Вызов, бросаемый хип-хопом, был вовсе не чисто музыкальным. R&B-певцы мужского пола на фоне “крутых” рэперов порой казались слишком кроткими и изнеженными. Одно из решений предложил Комбс, дававший неформальные “уроки антиобаяния” – в пику старинному подходу фирмы Motown
. Под его руководством R&B-артисты учились быть несколько менее приличными и аккуратненькими. Jodeci, R&B-ансамбль начала 1990-х с корнями в госпел-музыке, по совету Комбса примерил на себя хулиганский хип-хоп-образ – это позволило музыкантам выделиться из ряда благовоспитанных артистов в одинаковых костюмчиках вроде группы Boyz II Men, которая, по контрасту, наоборот, стала восприниматься как довольно старомодная.
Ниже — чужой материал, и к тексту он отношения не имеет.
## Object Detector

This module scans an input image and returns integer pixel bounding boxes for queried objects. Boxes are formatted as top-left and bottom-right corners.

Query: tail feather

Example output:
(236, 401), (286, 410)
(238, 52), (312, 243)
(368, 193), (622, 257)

Участники Jodeci носили растянутые джинсы и рабочую обувь – как-то раз один из них пришел на торжественную церемонию в лыжной маске, а другой – с мачете в руках. Они специализировались на страстных песнях о любви, которые как влитые вставали в эфиры R&B-радио, но, за редким исключением, не пользовались кроссовер-успехом в мире поп-музыки, что Комбс рекламировал как показатель музыкальной и расовой аутентичности группы: “У Boyz II Men более широкая массовая популярность, зато Jodeci – настоящие черные: в чистом виде курица с кукурузными лепешками”, – сказал он в интервью Vibe, главному R&B-журналу, запущенному в 1993-м. Похожим образом он воспитывал и певца Ашера, которого лейбл-менеджер Л. А. Рид отправил из Атланты в Нью-Йорк – жить у него под крылом. Цель формулировалась просто: впрыснуть в Ашера некоторое количество нью-йоркских понтов, несмотря на то что самому ему было всего 15 лет. Очевидно, план был успешно реализован – имя артиста стало одним из самых громких в мире R&B. “Паффи сделал именно то, о чем я его просил: нарулил для этого пацана R&B-звук с элементами хип-хопа и научил амплуа «плохого парня»”, – вспоминал Рид. Комбс работал также с Мэри Джей Блайдж, чью мощную приблюзованную музыку порой называли “хип-хоп-соулом”. Первый альбом Блайдж, “What’s the 411?” стартовал не с какого-нибудь нежного клавишного пассажа, а с бесцеремонного сообщения на автоответчике: “Йо, Мэри, это Пафф. Сними трубку, нигга!” Это один из способов с ходу предупредить слушателей, что их не ждет час бархатных “слоу-джемов”, – а также продемонстрировать, что даже в реальности, которую вот-вот полностью трансформирует хип-хоп, жанру R&B все еще нечего стыдиться.Стыд и бесстыдство
Когда Берри Горди говорил о том, что собирается протолкнуть The Supremes
из ритм-энд-блюзовой сцены в дорогие рестораны, он декларировал свою главную амбицию – вывести Motown на “новый уровень шоу-бизнеса”, как он сформулировал это в автобиографии. Среди артистов, разделявших эти устремления Горди, был Марвин Гэй, но его мотивы были сложнее. Гэй долгие годы работал вместе с журналистом Дэвидом Ритцем над книгой мемуаров (к слову, их беседы породили и один из главных хитов музыканта, “Sexual Healing”, – Ритц значится соавтором текста). После смерти артиста Ритц завершил свой труд, превратившийся в биографию Гэя – и не просто в биографию, а в одну из лучших музыкальных биографий, когда-либо написанных, полную запоминающихся, спонтанных, неотредактированных цитат из бесед с певцом. В одном из отрывков Гэй рассуждает о своем раннем сингле, который неплохо показал себя в ритм-энд-блюзовом чарте, но не попал в поп-музыкальный топ-40. Он вспоминает, что именно в этот момент осознал, как трудно ему будет проникнуть в преимущественно белый мир фешенебельной эстрады. “Я понял, что мне предстоит тот же путь, что и всем темнокожим артистам, которые были до меня, – привлечь соул-аудиторию, а затем двинуться дальше, – говорит музыкант. – Оглядываясь назад, наверное, хорошо, что я уже тогда это понял. Это позволило мне остаться честным, заставило вернуться к корням, хоть и изрядно меня расстроило. Я сообразил, что иначе попал бы туда и вынужден бы был трясти там задницей, как все остальные”.